Año 2619 a. C.
Despertó entre dolores. El día anterior había sido especialmente duro para una novicia. Una auténtica paliza física. Fregar y fregar. Unas pocas horas de rezo y apenas una ceremonia que exaltase su triste corazón y que diese sentido al amargo día. ¡Qué estúpida había sido! Cierto que no había tenido nada que decir en la decisión de ser ordenada sacerdotisa de Isis. Incluso había aceptado la idea con ilusión. Pero… ¡Ay! Tenía que hacer alguna idiotez. No se le ocurrió sino decir a su padre que quería ser tratada como una novicia más para servir mejor a la diosa.
La sonrisa que arrancó a su padre, el faraón de Egipto, cada día más preocupado por los asuntos de estado, le supo a gloria entonces, pero ahora, con las manos llenas de ampollas y el ánimo bajo los dominios de Geb, maldecía su propia tontería. Una sonrisa no valía aquello. Su padre la habría olvidado a los pocos minutos y ella arrastraba las consecuencias, suficientemente duras como para llorar por ello.
Recordaba las veces que había acudido a las ceremonias con su madre dando como ofrenda los manjares más ricos de palacio a los sumos sacerdotes, recién lavados, rapados y purificados, como acostumbraban dos veces al día, aunque en todo el tiempo que había pasado en el templo jamás había visto a un sacerdote arreglarse de manera tan pulcra.

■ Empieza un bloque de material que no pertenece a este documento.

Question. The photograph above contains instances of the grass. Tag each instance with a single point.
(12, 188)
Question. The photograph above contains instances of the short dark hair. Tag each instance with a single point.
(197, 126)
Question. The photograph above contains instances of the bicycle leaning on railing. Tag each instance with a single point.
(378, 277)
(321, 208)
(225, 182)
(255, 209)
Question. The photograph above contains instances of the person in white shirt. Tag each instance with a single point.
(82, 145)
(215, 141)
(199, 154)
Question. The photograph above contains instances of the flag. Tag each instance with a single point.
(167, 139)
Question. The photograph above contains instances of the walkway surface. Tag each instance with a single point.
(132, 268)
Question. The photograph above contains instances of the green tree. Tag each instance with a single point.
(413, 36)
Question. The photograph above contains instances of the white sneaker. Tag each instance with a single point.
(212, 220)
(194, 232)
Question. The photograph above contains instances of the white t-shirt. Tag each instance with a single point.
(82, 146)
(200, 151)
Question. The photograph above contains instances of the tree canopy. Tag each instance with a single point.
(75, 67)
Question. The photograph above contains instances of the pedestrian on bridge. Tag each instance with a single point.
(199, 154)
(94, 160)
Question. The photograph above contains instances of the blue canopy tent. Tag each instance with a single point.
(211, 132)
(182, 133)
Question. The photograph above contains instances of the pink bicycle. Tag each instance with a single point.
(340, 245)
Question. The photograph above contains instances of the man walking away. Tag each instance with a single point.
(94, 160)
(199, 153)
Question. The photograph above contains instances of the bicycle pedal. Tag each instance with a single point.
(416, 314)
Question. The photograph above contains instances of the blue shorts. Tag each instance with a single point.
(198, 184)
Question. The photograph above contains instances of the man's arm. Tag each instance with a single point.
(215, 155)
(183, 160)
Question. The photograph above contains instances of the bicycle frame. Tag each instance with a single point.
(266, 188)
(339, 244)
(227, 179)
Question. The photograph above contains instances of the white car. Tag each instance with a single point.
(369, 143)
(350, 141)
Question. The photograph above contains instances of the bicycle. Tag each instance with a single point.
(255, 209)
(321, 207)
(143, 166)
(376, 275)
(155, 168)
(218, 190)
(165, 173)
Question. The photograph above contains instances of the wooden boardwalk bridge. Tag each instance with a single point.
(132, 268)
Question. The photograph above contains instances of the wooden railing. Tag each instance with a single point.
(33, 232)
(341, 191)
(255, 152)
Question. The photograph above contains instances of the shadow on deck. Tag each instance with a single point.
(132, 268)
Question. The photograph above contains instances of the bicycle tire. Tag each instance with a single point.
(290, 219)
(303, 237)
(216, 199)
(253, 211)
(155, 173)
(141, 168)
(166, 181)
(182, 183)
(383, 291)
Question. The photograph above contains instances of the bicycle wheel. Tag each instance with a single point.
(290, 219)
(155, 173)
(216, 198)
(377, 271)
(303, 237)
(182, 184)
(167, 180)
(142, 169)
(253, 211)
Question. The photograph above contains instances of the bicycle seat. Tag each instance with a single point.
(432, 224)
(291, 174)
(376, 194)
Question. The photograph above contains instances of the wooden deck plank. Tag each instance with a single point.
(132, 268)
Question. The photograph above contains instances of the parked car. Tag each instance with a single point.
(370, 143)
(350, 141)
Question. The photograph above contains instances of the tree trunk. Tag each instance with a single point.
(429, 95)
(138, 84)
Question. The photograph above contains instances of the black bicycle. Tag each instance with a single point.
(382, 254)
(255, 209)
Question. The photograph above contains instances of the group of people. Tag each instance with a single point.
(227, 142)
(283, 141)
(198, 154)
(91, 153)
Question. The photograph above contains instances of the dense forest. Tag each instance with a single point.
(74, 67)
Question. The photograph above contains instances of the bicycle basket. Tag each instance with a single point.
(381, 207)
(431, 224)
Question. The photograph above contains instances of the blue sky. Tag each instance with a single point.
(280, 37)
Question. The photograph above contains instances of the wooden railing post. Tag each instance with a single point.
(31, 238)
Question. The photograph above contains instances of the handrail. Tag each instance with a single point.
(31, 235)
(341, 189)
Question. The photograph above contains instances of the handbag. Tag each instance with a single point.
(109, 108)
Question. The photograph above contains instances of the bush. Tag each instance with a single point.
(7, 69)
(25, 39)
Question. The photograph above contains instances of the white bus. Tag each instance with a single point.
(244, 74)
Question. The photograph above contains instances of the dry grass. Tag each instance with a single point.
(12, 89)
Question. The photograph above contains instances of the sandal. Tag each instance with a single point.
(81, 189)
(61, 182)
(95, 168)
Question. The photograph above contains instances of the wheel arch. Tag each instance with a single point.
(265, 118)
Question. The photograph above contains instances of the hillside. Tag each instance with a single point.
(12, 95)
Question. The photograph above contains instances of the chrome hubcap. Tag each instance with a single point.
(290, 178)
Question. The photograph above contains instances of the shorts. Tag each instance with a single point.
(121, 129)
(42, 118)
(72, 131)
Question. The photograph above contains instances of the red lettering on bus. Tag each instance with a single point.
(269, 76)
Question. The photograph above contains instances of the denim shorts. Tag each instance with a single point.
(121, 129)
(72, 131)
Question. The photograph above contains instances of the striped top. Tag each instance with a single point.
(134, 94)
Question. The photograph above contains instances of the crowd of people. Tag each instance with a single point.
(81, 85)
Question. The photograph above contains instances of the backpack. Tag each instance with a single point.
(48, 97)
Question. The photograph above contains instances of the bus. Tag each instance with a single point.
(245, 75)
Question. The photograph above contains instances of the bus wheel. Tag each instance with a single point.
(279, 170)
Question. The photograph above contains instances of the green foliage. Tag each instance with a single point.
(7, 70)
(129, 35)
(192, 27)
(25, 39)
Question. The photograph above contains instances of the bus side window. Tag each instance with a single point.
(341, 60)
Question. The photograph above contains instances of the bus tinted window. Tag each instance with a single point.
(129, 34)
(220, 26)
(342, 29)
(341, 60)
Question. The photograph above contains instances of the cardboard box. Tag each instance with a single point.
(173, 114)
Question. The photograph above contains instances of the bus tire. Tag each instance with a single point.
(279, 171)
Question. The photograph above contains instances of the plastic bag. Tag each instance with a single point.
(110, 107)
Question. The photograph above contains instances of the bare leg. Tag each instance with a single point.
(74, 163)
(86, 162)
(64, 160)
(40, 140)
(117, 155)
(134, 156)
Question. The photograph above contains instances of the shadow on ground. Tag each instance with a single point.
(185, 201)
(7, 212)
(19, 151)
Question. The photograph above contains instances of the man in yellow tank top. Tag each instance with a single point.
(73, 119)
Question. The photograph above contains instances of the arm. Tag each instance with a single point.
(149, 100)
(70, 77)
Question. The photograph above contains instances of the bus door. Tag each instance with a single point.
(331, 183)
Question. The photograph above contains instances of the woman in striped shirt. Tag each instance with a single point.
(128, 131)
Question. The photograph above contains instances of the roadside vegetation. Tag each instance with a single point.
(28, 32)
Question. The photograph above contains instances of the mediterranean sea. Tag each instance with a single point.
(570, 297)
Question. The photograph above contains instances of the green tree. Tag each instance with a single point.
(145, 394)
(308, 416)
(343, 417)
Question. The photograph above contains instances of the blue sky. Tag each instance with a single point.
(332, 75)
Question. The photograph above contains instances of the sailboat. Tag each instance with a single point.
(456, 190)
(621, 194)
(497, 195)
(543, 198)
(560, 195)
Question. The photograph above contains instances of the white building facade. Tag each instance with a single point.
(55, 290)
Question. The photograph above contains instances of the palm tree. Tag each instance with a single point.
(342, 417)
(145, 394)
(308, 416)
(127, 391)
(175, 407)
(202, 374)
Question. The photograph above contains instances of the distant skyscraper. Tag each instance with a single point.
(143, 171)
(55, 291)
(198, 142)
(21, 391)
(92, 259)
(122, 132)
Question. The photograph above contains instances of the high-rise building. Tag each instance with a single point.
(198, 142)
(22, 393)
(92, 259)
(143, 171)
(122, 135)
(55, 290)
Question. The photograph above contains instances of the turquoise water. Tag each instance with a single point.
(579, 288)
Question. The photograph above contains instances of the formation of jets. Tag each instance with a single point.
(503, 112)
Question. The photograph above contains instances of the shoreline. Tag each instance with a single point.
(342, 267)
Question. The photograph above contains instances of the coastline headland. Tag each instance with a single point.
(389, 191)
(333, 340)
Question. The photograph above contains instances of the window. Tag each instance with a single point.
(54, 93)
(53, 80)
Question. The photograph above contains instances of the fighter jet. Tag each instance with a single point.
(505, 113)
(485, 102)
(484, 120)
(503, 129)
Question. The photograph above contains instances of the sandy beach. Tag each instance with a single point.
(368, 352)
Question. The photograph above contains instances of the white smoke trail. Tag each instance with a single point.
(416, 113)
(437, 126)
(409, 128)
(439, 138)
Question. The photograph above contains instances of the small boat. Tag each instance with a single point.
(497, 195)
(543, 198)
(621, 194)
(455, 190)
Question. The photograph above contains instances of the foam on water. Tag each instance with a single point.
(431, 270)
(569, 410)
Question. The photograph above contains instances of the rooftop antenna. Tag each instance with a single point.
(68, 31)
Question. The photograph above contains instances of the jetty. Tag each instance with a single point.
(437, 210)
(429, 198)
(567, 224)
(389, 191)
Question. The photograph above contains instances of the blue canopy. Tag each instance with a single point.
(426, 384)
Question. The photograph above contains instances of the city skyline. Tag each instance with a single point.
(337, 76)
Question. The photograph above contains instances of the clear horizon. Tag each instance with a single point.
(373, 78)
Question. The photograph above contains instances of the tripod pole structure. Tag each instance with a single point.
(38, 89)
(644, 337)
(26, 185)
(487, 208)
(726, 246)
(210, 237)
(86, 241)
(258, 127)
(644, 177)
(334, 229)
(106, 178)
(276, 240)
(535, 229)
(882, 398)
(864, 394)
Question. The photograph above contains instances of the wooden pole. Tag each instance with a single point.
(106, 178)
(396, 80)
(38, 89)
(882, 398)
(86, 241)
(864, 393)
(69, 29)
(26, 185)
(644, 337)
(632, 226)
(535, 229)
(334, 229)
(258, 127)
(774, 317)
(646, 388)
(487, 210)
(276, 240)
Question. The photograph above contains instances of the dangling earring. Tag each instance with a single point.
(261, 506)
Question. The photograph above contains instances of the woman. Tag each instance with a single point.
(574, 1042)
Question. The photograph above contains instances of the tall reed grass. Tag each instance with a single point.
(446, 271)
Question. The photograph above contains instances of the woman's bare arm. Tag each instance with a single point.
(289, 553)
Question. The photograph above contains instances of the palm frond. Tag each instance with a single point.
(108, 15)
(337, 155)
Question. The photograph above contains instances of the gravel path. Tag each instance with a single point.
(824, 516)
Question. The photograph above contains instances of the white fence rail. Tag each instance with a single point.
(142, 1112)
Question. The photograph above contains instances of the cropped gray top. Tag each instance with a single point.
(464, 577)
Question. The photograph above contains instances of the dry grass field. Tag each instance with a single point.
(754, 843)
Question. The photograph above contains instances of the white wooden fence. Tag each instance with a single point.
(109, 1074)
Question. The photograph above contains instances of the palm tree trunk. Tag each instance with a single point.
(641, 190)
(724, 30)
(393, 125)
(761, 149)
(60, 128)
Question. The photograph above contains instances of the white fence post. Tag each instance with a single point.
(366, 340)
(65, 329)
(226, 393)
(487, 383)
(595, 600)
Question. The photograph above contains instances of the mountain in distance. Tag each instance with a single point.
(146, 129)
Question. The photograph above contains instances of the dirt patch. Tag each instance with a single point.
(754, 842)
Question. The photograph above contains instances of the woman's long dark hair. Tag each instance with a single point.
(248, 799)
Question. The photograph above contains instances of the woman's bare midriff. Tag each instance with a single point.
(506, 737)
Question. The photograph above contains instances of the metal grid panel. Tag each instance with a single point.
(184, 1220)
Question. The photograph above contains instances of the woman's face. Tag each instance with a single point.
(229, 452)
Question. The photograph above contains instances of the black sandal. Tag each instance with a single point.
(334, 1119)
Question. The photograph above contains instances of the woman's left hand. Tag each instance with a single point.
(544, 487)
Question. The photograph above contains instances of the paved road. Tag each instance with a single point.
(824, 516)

Ahora ni siquiera tenía acceso a las más sencillas ofrendas y tenía que conformarse con recrearlas con los ojos cerrados mientras cantaba con las otras novicias, ignorando la poco agraciada voz de la vieja que las trataba peor que su padre a los esclavos que acababa de conquistar. Nunca volvió a ver a uno de aquellos sacerdotes, y le constaba que la ausencia de pelo, cuya razón principal era evitar la lujuria dentro del templo, donde la actividad sexual estaba terminantemente prohibida, no frenaba a aquellos impuros y ni siquiera su carácter sagrado mermaba apenas su sed de mujer. Varias novicias de origen humilde no servían sino de concubinas. Ella jamás correría aquel destino, pues su sangre era divina y no osarían tocarla y provocar a la diosa y al propio faraón, pero eso no menguaba un ápice su miedo cuando veía que una de las niñas era llamada en mitad de la noche.
Se lavó las manos frotándoselas con polvo de talco y natrón para que se le cerrasen las ampollas. Había intentado amenazar a la vieja para tener acceso a sus cosméticos de palacio.
—Por muy novicia que sea, si mi padre ve de qué modo soy tratada, se enfadará.
Todo lo que había pretendido era un poco de jugo de Aloe para sus manos y una mejor alimentación y trato, pero la vieja bruja Aj no había nacido ayer.
—Sois la princesa y yo solo una vieja institutriz. Si no queréis ser tratada como una novicia más, solo tenéis que decir una palabra y recuperareis el trato que merecéis volviendo a palacio —alargó la pausa—. Vuestro padre acatará vuestra decisión. Los niños, niños son.
Terminó la frase con una sonrisa maliciosa de dientes oscuros por el consumo de adormidera. Aquella insolencia le hirvió la sangre a la joven princesa, pero tras el sonrojo, se obligó a regalar a la vieja una reverencia.
—El natrón está bien.
Y volvió a su fregoteo con lágrimas de rabia en los ojos.
«¡Ya cambiarán los papeles bien pronto, bruja!».
Ni siquiera se había podido despedir del viejo sacerdote que les había instruido, su querido tío. Y hacía pocos días se había enterado de que había muerto. Se rumoreaba que los nobles seguidores de Ptah, y los viejos regidores religiosos que controlaban los destinos de la cosmogonía por encima de sumos sacerdotes, no habían permitido que el buen sacerdote se dejara guiar por el amor que sentía hacia la familia real y el propio faraón y no hubiera aceptado sus directrices, intentando actuar sobre el rey, que valoraba por encima de todo la fidelidad a su persona por encima de cualquier estamento o mandato.
Se decía que el mismísimo faraón estaba tan afectado por la noticia que se había recluido en palacio sin atender ningún asunto civil o religioso.
Y ni siquiera podía ir a su casa a ofrecerle su amor a su padre, ni tan solo se le había permitido acudir a las ceremonias de entrada a la luz de su tío, ni respetado su dolor ante la muerte de su maestro. Se preguntaba si su padre sería consciente de que tal vez se estuvieran vengando de él a través del maltrato a su hija. ¡Y su maldito orgullo le impedía correr a palacio a averiguarlo!
En poco tiempo había perdido a su madre y ahora al viejo maestro. Y no podía llorar a ninguno de los dos.